General information.

An ancient sage. He was the son of the Maharṣi Gautama. He had two brothers, Dvita and Trita.

How Ekata became a wolf by a curse.

There is a story of how Ekata and Dvita duped Trita in the Mahābhārata. When Gautama died Trita became the chief of the three. Dvita and Ekata did not like this. Once all the three were passing by a forest with a herd of cows for a yāga. Trita was walking ahead and the other two were following him with the cows. At a strategic point on the way the brothers carried away the cows by a separate route without the knowledge of Trita. When Trita came to know of the loss he was greatly distressed. On reaching the shores of the river Sarasvatī, he was frightened by a wolf and running to escape from the animal fell into a dilapidated well. He performed a yāga from where he lay. Assuming a creeper inside the well to be Somalatā, Trita recited the Ṛks and the devas responded to his prayer. Devas like Bṛhaspati graciously appeared before him and asked him to demand a boon from them.
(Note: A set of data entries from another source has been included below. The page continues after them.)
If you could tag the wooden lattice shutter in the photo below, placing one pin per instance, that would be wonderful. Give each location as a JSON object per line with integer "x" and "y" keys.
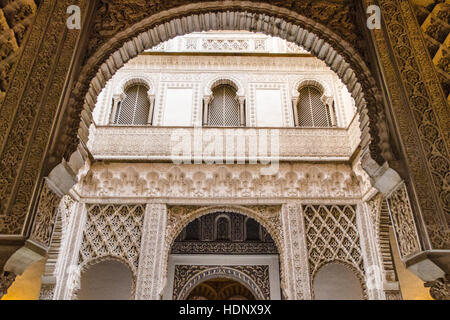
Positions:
{"x": 134, "y": 109}
{"x": 312, "y": 112}
{"x": 224, "y": 108}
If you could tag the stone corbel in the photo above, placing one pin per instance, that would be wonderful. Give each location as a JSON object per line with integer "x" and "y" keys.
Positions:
{"x": 117, "y": 98}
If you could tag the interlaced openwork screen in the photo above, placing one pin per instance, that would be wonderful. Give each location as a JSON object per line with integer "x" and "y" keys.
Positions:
{"x": 312, "y": 112}
{"x": 224, "y": 108}
{"x": 134, "y": 109}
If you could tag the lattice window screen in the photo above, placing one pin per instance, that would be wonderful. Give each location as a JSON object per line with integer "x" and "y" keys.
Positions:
{"x": 224, "y": 108}
{"x": 312, "y": 112}
{"x": 134, "y": 109}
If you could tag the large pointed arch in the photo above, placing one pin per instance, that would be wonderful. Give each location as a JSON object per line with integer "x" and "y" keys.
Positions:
{"x": 338, "y": 54}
Trita replied that his desire was to worship the gods standing on the waves of the river Sarasvatī. Accordingly the river was made to flow that way and standing on the waves Trita worshipped the gods. After that he went home and cursed his brothers and made Ekata and Dvita into wolves.

Other details.

i) Ekata was a sage much banked on by the people of western Bhārata. (Śloka 31, Chapter 208, Śānti Parva).
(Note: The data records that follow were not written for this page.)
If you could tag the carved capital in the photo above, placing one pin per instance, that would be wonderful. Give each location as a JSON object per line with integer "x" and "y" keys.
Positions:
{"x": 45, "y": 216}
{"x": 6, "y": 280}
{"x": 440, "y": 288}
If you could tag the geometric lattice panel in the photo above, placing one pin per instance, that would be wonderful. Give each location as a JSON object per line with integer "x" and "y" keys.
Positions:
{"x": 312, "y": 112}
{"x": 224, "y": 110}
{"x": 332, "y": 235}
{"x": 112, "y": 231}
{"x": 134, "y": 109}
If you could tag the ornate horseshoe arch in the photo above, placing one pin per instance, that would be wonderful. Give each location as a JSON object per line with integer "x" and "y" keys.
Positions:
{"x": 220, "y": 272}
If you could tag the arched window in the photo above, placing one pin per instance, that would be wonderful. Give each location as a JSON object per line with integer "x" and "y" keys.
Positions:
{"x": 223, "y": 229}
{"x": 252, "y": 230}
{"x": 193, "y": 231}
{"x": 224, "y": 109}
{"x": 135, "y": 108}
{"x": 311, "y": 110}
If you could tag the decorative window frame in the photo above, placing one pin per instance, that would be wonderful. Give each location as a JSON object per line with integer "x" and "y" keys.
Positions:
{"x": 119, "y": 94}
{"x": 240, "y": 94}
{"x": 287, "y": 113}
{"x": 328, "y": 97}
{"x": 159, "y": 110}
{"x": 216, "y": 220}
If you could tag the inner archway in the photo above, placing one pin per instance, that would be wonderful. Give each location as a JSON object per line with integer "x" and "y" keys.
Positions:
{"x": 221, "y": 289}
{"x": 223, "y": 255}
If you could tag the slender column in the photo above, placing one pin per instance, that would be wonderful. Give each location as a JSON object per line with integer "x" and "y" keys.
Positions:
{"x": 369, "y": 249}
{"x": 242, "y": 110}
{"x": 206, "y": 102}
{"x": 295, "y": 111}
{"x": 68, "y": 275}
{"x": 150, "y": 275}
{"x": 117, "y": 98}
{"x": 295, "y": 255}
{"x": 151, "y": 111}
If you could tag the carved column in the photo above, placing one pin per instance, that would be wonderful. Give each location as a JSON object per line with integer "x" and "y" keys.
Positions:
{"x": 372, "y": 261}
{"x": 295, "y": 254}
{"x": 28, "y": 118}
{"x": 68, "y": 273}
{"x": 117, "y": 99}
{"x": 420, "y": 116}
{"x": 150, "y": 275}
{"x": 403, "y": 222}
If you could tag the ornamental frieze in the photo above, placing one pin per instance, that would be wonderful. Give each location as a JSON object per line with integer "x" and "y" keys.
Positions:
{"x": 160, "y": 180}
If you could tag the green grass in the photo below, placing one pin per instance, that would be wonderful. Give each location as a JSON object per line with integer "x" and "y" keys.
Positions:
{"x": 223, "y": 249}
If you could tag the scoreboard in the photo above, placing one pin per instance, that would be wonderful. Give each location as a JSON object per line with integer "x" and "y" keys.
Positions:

ii) Ekata attended a yajña conducted by Uparicaravasu (Chapter 336, Śānti Parva).

iii) Ekata accompanied by Dvita and Trita once went to Śvetadvīpa to visit Nārāyaṇa. (Śloka 12, Chapter 39, Śānti Parva).

iv) Ekata and his two brothers were among the sages who visited Bhīṣma while he was lying on his bed of arrows. (Śloka 7, Chapter 26, Anuśāsana Parva, Mahābhārata)

v) All these three sages lived on the west coast as Ṛtviks of Varuṇa. (Chapter 15, Anuśāsana Parva, Mahābhārata).

vi) Sūkta 150 in Maṇḍala 1 of Ṛgveda contains the eulogistic songs of Trita, one among the trio. (See under Trita).